Тетка встретила его какой-то внезапной, пугающей лаской. Преувеличенно восхищалась крабами, обнимала за плечи, целуя в макушку; тут он заметил на ней выходное платье; волосы, обычно прихваченные грубым гребнем, обрели некое подобие прически; на ногах — узкие, с трудом втиснутые на толстые лодыжки туфли аспидно-черной лакировки — при такой-то жаре! Жгуче-малиновая помада на губах и легкий, неприятный запашок вина… А затем, войдя в дом, он узрел маленького человечка с насупленным узким личиком, коротко и деловито, как равному, кивнувшего ему. И пробежал внутри холодок пугающего предчувствия.
— Ты взрослый… — слышал он теткины слова, доносившиеся сквозь ее сентиментальные всхлипы. — Я тебя взрастила… Пора и свою жизнь устроить, Леша. И тебе в люди выходить надо…
— Детдом? — спросил он, зная — да, детдом.
— А нет, нет! Там… интернат называется. Хорошо там, ребятишки, весело. В Харькове это… Вот дядя Павел договорился уже. Директор — брат его, в обиду не даст…

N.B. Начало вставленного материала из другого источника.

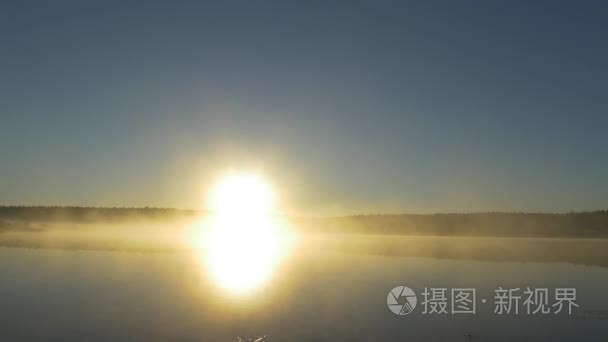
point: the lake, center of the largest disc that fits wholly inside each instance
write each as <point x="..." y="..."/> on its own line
<point x="319" y="292"/>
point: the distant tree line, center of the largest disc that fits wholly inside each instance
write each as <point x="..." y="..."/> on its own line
<point x="89" y="214"/>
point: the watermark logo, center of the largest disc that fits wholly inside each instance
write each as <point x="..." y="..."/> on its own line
<point x="401" y="300"/>
<point x="507" y="301"/>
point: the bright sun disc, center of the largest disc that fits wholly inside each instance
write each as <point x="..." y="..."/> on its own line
<point x="242" y="194"/>
<point x="242" y="241"/>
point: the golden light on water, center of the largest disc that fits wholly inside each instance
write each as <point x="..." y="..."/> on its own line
<point x="242" y="242"/>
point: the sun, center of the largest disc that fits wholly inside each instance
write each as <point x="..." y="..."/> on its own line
<point x="242" y="194"/>
<point x="243" y="239"/>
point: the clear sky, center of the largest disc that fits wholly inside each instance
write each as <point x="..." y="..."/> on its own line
<point x="426" y="106"/>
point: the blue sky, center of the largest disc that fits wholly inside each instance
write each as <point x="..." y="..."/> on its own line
<point x="347" y="107"/>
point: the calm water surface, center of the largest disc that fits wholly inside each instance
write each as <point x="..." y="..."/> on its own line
<point x="107" y="296"/>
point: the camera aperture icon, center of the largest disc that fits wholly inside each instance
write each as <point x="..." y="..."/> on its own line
<point x="401" y="300"/>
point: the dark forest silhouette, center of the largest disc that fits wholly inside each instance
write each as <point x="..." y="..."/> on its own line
<point x="575" y="224"/>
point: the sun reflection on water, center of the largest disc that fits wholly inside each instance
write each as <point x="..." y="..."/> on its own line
<point x="241" y="249"/>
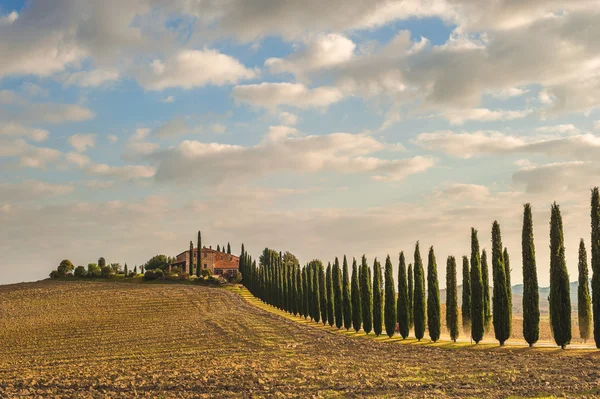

«Никогда!» — кричало в нем все с болью, яростью и обреченностью, но он покорно выслушивал ее слова, сознавая: вот и конец маленького его счастья… Там тоже будет город, но другой — не в наступающих на море холмах, а на скучной, ровной земле. Да и не увидит он города за казенными стенами, где царят распорядок, учеба, зубрежка, злые подростки… А море останется здесь, и холмы, и крабы в расселинах скал, и раковины на прозрачной глубине, и старые шелковицы с гроздьями белых и сиреневых ягод… А потом словно ударило: дядя Павел… Кукла… Ситцевая занавесочка, серая громоздкая машина, солдаты, горохом посыпавшиеся из кузова…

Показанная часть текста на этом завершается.